TEMPO.CO, Jakarta - Ekonom Institute for Development of Economics and Finance (Indef), Bhima Yudistira, menyatakan target pertumbuhan ekonomi Indonesia 2019 sebesar 5,4-5,8 persen yang diungkap Menteri Keuangan Sri Mulyani rentan meleset.
"Yang rentan meleset, pertumbuhan ekonomi. Diperkirakan realisasinya hanya 5,2 persen pada 2019," ucapnya saat dihubungi Tempo lewat pesan pendek, Ahad, 20 Mei 2018.
Baca juga: Indef: Target Pertumbuhan Ekonomi dari Sri Mulyani Tak Realistis
Dalam rapat paripurna Dewan Perwakilan Rakyat, Jumat, 18 Mei 2018, Menteri Keuangan Sri Mulyani optimistis dengan target pertumbuhan ekonomi. Patokan pertumbuhan ekonomi tahun 2019 sebesar 5,4-5,8 persen dia sampaikan dalam rapat itu.
Rentannya target itu meleset, ucap Bhima, terlihat dari faktor kinerja ekspor non-migas yang terhambat proteksionisme negara tujuan.
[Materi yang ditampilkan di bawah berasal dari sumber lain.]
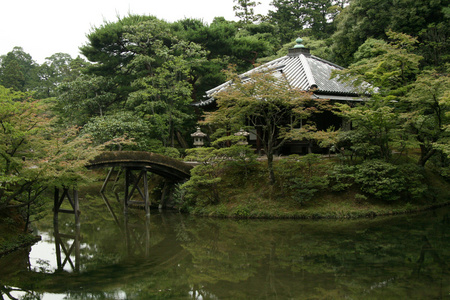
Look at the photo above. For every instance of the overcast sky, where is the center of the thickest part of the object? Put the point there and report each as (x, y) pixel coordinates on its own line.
(45, 27)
Selain itu, ujar Bhima, baik konsumsi maupun investasi saat pemilihan presiden (pilpres) tahun 2019 diperkirakan kurang optimal.
Bhima menganggap, pada masa pilpres nanti, baik pelaku pasar maupun investor akan cenderung menahan diri akibat adanya ketidakpastian hukum. Dengan demikian, jumlah simpanan akan meningkat, sementara pertumbuhan kredit diperkirakan agak melandai.
"Akan banyak regulasi baru pasca-terpilihnya presiden baru. Jadi, lebih baik para investor menunda dulu sambil lihat outcome maunya presiden ke arah mana regulasinya," tutur Bhima. "Pengaruhnya justru kurang bagus ke perekonomian, terutama dari sisi investasi."
Meski begitu, Bhima menyebutkan faktor yang menjadi pendorong pertumbuhan ekonomi akan datang dari belanja pemerintah untuk penyelenggaraan pilpres. Beberapa sektor, seperti bisnis jasa konveksi, restoran, dan hotel, akan menjadi target mengalirnya dana belanja politik.
"Secara keseluruhan, efeknya justru kecil ke pertumbuhan ekonomi, lebih besar kontraktifnya," kata Bhima.
Faktor lain yang dapat menyebabkan melesetnya target pertumbuhan ekonomi yang disampaikan Sri Mulyani, ucap Bhima, adalah nilai tukar rupiah yang rentan melemah hingga 14.700 per dolar Amerika Serikat. Hal itu merupakan dampak dari pengetatan moneter global serta melebarnya defisit transaksi berjalan.